Lyft Bay Wheels is the Bay Area's new bike share system, with thousands of public bikes for use across San Francisco, East Bay and San Jose.
System Data: https://www.lyft.com/bikes/bay-wheels/system-data
Lyft Bay Wheels's trip history data: https://s3.amazonaws.com/baywheels-data/index.html
In a nutshell these scripts do the following:
Downloads all or a specified baywheels-tripdata file(s) from an AWS S3 bucket, inflate(s), rename(s) the CSV file(s) then deflates(s) a copy and upload(s) the .csv file(s) to a csv folder and upload(s) .gzip(s) file(s) to a gz folder to the provided Google Cloud Storage bucket you need to supply in the upload.sh script.

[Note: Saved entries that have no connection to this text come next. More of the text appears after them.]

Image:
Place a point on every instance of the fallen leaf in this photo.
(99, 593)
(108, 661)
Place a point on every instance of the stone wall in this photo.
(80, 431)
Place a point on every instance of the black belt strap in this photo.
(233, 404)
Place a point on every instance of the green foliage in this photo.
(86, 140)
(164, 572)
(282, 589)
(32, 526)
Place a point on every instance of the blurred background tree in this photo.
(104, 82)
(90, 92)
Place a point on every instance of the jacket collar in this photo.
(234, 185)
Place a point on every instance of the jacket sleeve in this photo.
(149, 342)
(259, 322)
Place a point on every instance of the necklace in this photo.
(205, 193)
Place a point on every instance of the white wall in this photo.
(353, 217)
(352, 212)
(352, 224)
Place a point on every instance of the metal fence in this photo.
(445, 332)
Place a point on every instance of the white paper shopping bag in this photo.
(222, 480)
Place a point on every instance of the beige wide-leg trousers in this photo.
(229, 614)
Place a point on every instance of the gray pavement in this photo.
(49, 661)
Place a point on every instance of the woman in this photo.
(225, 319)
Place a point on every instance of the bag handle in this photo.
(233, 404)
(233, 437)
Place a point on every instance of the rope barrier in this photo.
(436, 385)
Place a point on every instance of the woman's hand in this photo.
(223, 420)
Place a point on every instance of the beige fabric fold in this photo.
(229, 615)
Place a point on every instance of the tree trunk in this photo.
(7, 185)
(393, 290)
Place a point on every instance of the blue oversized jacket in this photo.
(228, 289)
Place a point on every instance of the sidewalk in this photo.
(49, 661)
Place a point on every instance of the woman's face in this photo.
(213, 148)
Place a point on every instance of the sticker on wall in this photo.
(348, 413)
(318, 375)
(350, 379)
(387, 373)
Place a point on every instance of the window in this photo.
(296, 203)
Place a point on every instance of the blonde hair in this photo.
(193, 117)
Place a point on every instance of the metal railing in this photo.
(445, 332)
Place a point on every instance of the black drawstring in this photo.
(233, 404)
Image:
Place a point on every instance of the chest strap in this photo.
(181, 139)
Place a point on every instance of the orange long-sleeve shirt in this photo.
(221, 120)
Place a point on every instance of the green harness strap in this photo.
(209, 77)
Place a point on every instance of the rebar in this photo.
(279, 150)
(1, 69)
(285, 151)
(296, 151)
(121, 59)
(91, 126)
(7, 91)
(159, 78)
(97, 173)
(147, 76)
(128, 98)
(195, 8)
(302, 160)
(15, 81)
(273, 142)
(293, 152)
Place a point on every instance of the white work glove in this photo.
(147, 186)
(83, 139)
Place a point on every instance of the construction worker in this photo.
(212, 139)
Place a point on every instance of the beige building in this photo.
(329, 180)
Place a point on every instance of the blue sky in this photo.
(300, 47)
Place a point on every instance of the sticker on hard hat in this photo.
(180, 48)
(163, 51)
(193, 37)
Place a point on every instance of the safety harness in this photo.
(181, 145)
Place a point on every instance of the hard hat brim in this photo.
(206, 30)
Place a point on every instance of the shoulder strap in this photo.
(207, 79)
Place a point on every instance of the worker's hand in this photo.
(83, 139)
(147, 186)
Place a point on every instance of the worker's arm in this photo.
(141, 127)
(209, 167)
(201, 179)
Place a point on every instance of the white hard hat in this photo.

In order to download files from the AWS S3 bucket you need to install and configure the AWS CLI. Please refer to the following documentation https://docs.aws.amazon.com/cli/latest/userguide/cli-chap-welcome.html
Master file is ingest.sh which executes the following bash scripts in order:
- download.sh -> download(s) file(s) from the following AWS S3 bucket s3://baywheels-data to the /data directory. If no specific file (paramter) is passed, it will download all files from the S3 bucket.
- unzip.sh -> inflate(s) zip file(s) downloaded from the AWS S3 bucket.
- rename.sh -> rename(s) CSV file(s), placing date information 'YYYYMM' at the end, i.e.: from 201801-fordgobike-tripdata.csv to fordgobike-tripdata-201801.csv
- gzip.sh -> deflate(s) file(s) to gzip format.
- upload.sh -> upload(s) file(s) to Google Cloud Storage using gsutil, according to supplied BUCKET parameter (edit a your convinience).
optional file: cleanup.sh -> delete(s) file(s) in the /data directory once all completed successfully.
Clone or download repository
git clone [https://github.com/sfrechette/fordgobike-tripdata.git]
cd fordgobike-tripdata
To download all files from AWS S3 bucket s3://baywheels-data and execute all other activities (scripts):
./ingest
To download a specific file from AWS S3 bucket s3://baywheels-data and execute all other activities (scripts):
./ingest 201909-baywheels-tripdata.csv.zip